On Monday evening, for a brief while, Bridgetown turned its attention to an important event in neighbouring Castries where the official opening of the 65th Meeting of the Organization of Eastern Caribbean States (OECS) Authority was being held.
Of significance was the fact that Prime Minister Mia Mottley was rubbing shoulders with her colleague heads of the ten-member grouping, and delivering a timely message to the people of the sub-region.
Her words were clear and simple: Enough of the talk about regional integration; now is the time for action and Barbados is opening its doors to deepen political and economic ties with its neighbours in the Eastern Caribbean.

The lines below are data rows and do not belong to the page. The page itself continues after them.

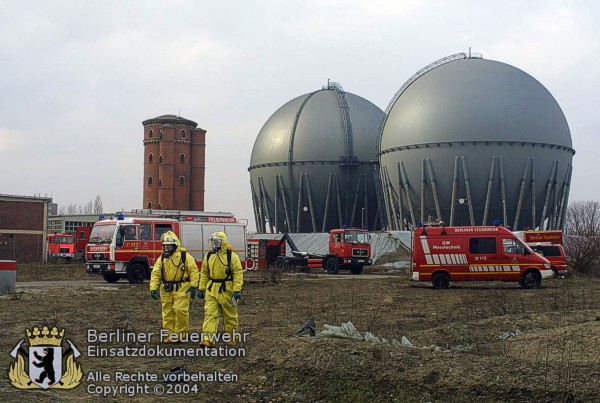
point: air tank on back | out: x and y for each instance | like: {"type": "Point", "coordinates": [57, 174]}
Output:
{"type": "Point", "coordinates": [311, 168]}
{"type": "Point", "coordinates": [469, 141]}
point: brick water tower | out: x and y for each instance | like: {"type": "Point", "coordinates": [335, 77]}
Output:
{"type": "Point", "coordinates": [174, 163]}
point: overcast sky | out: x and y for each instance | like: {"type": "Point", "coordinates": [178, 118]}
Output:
{"type": "Point", "coordinates": [77, 78]}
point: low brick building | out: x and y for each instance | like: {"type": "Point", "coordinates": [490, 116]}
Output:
{"type": "Point", "coordinates": [23, 228]}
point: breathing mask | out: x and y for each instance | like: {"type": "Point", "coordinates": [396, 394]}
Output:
{"type": "Point", "coordinates": [169, 246]}
{"type": "Point", "coordinates": [215, 243]}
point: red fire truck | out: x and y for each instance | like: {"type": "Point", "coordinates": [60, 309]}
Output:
{"type": "Point", "coordinates": [60, 246]}
{"type": "Point", "coordinates": [82, 236]}
{"type": "Point", "coordinates": [348, 249]}
{"type": "Point", "coordinates": [550, 245]}
{"type": "Point", "coordinates": [445, 254]}
{"type": "Point", "coordinates": [128, 247]}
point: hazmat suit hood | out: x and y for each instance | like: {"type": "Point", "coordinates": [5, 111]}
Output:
{"type": "Point", "coordinates": [224, 244]}
{"type": "Point", "coordinates": [170, 237]}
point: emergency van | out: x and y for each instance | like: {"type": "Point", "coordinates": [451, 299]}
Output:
{"type": "Point", "coordinates": [129, 247]}
{"type": "Point", "coordinates": [446, 254]}
{"type": "Point", "coordinates": [550, 245]}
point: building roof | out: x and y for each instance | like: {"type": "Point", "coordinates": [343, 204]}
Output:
{"type": "Point", "coordinates": [170, 119]}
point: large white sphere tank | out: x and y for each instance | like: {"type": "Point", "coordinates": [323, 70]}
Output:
{"type": "Point", "coordinates": [312, 165]}
{"type": "Point", "coordinates": [470, 141]}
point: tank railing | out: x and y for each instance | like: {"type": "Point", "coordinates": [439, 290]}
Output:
{"type": "Point", "coordinates": [341, 94]}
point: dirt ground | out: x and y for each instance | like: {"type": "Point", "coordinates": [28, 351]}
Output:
{"type": "Point", "coordinates": [485, 342]}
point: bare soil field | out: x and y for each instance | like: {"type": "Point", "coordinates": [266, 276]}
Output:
{"type": "Point", "coordinates": [475, 342]}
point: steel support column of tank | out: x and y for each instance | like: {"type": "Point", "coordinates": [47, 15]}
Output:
{"type": "Point", "coordinates": [517, 204]}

Said Mottley, who revealed that it was in St Lucia where she attended her first political meeting as a young child: “Much of what we face is common; the challenges that have confronted us are similar, but in spite of the cooperation between our people . . . we have not yet seen the level of inter-governmental cooperation that matches that which our people have been engaged in at a personal level and at the level of our private sector.”

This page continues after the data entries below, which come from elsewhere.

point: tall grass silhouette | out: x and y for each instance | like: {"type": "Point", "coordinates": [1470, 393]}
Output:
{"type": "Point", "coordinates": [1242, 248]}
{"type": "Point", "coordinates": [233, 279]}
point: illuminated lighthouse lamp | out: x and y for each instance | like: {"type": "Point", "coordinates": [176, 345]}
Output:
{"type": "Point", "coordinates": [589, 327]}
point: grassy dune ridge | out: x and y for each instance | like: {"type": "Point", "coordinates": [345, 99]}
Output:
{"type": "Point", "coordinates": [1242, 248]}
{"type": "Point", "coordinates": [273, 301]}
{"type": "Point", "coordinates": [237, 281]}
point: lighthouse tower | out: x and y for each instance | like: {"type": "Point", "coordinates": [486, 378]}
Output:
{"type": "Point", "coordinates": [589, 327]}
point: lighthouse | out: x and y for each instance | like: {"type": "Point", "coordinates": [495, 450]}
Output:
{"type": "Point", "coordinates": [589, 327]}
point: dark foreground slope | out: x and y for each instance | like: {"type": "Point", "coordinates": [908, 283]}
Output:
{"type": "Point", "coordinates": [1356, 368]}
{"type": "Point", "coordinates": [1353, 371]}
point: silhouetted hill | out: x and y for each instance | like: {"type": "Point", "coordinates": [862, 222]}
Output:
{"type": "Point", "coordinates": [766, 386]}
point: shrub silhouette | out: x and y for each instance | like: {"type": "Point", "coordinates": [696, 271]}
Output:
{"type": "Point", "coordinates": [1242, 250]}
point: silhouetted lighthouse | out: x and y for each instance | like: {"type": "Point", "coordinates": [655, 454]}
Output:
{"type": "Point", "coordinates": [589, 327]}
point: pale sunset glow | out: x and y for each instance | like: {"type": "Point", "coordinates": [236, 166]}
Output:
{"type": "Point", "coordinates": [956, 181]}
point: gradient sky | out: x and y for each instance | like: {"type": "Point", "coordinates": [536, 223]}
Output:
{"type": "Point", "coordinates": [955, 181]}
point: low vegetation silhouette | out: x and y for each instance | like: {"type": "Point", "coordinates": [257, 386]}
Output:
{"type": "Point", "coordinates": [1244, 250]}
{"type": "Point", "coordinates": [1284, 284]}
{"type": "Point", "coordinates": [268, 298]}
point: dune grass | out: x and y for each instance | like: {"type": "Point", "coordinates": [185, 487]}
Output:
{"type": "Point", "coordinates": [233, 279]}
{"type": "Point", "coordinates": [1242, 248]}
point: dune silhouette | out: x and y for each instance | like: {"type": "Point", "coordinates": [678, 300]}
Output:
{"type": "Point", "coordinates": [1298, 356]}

Such sentiments have long been expressed up and down this region since Adam was a lad.
Most would agree that regional integration has long been a lived reality among the ordinary men and women who call this Caribbean home.

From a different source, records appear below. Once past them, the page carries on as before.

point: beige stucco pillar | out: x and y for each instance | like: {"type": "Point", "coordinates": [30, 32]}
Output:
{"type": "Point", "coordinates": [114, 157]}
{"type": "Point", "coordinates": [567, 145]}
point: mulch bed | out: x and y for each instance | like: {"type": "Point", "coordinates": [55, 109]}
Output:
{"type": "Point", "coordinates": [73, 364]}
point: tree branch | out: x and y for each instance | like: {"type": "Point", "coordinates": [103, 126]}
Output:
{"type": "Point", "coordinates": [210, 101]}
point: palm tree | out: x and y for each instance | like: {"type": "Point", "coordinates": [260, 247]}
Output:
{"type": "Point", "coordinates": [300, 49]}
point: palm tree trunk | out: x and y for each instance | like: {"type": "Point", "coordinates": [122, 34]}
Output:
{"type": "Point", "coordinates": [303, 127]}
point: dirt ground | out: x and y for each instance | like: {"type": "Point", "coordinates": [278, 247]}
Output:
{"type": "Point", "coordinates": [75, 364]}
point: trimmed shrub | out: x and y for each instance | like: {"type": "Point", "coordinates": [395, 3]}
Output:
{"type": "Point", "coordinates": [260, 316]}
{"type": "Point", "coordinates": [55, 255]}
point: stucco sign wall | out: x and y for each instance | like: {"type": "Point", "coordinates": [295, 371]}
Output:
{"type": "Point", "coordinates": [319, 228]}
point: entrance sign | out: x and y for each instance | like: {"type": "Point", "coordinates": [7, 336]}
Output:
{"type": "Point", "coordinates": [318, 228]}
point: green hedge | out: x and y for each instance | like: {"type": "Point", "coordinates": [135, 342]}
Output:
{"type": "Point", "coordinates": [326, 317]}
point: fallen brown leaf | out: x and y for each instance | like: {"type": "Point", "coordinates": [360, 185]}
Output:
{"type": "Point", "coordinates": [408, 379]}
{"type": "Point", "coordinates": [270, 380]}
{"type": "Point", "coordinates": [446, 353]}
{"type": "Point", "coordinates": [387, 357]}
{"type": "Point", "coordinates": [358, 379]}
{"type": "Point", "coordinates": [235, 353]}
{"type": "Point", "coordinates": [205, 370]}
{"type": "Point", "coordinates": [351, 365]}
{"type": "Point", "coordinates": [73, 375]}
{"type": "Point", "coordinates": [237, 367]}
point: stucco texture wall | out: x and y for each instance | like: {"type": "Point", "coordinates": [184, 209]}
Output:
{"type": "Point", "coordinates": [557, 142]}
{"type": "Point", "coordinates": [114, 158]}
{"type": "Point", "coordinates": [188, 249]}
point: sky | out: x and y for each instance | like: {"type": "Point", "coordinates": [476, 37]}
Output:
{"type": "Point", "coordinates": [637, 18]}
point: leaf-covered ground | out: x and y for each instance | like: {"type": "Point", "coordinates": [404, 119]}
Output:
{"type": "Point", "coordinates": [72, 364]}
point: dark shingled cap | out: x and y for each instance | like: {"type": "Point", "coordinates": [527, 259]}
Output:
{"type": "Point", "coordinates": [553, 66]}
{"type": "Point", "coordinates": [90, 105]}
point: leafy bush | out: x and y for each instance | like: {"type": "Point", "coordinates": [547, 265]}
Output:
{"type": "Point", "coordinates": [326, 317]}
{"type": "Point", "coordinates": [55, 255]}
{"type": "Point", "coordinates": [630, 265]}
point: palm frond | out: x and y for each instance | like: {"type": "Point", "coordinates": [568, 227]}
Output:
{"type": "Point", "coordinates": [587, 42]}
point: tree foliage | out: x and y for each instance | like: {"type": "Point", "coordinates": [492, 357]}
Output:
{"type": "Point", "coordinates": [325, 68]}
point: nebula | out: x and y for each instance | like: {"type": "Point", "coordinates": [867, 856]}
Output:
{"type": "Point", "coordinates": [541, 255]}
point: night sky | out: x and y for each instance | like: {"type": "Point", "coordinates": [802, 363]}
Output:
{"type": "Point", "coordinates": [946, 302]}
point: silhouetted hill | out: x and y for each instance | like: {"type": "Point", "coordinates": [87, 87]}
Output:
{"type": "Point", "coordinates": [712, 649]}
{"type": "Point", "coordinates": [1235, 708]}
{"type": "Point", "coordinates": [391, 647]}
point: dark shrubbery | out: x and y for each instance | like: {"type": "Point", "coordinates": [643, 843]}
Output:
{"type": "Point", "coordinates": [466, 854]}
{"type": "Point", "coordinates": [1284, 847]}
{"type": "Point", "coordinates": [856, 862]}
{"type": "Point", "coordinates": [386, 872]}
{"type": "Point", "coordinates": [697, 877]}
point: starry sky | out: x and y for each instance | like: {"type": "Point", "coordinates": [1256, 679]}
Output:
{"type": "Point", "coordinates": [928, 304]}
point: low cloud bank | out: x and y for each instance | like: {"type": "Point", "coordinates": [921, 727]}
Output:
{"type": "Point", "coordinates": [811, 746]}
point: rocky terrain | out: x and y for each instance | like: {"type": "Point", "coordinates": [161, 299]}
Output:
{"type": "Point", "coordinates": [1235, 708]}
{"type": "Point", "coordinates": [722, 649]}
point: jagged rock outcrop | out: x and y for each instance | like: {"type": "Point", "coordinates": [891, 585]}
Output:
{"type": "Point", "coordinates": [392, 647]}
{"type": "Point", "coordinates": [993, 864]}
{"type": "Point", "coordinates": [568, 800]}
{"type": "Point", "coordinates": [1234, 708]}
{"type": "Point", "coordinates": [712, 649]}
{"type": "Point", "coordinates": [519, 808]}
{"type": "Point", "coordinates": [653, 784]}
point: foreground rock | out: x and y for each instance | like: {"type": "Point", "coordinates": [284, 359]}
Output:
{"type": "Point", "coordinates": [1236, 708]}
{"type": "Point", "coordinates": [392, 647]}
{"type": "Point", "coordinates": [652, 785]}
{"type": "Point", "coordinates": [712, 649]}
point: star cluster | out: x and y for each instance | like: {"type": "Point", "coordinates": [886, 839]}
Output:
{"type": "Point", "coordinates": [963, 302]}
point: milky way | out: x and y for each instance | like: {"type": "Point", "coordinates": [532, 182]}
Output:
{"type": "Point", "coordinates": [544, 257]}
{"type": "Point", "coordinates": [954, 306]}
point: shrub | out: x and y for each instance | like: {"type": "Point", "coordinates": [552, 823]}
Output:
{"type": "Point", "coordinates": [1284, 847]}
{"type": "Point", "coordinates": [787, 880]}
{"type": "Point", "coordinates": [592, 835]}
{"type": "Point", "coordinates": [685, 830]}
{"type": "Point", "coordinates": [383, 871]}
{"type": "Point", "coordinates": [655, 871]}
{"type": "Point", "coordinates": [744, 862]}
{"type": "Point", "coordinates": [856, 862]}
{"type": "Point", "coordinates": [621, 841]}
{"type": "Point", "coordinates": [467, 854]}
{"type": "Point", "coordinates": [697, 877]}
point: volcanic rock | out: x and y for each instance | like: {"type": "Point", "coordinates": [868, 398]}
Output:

We mix, inter-marry, share green fig and salt fish, oil-down, and cou-cou and flying fish, sing our songs, support the West Indies cricket team; celebrate our athletes; and sit in classes together at the University of the West Indies.
The stumbling blocks have been at the level of the political directorate who tout the values of regional integration at their annual meetings but on home turf hold back on the implementation of the very mechanisms needed to drive the process.
Thankfully, the integration experiment in the Eastern Caribbean has been much more inspiring.
Nationals have been benefiting from hassle-free travel across the sub-region, a strong Eastern Caribbean dollar, greater access to jobs and more.
Against the backdrop of such developments and the stark reality that small island developing states cannot stand on their own in a brutal global economy, Prime Minister Mottley has committed to breaking down barriers between Barbados and the OECS.
She has cited the vexing issue of in transit passengers from across the sub region not being able to venture outside the Grantley Adams International Airport, the long promised inter-island ferry and, of course, the future of LIAT, to name a few.
A reasonable start indeed.
While it would be foolhardy to expect that our new, energetic Prime Minister will wave a magic wand to set regional integration aright, at the very least we are satisfied that this island’s chief public servant has signalled that Barbados intends to be a key player at the table, especially since in recent years the message of unity has been waning at the regional level.
Mottley assured: “My people in Barbados stand ready to engage in this conversation. What the modalities will be ultimately will be determined by our conversation and by our flexibility. We are family and as family we must be prepared to prioritize discussions among ourselves on the things that matter most,” she said.
There is absolutely no reason why Barbados shouldn’t jump in with both feet to deepen ties with its neighbours next door.
Apart from our proximity, common culture and history, the Eastern Caribbean is the only region with which Barbados enjoys a trade surplus.
Like Barbados, OECS economies are grappling to get over their high indebtedness and stay on a growth path.
Experts have long assured us that integration is key to our future success.
Opening our doors to OECS nationals can boost our tourism fortunes and lead to the creation of new markets for goods and services. We can also attract and share labour and skills as never before.
Furthermore, combining our best brains, pooling our scarce resources, and achieving economies of scales can help our countries achieve macro-economic stability to kick-start growth.
But talk is cheap, and it’s the action that Mottley has called for that is required. We can only hope that like with the IMF talks, Mottley “got this”.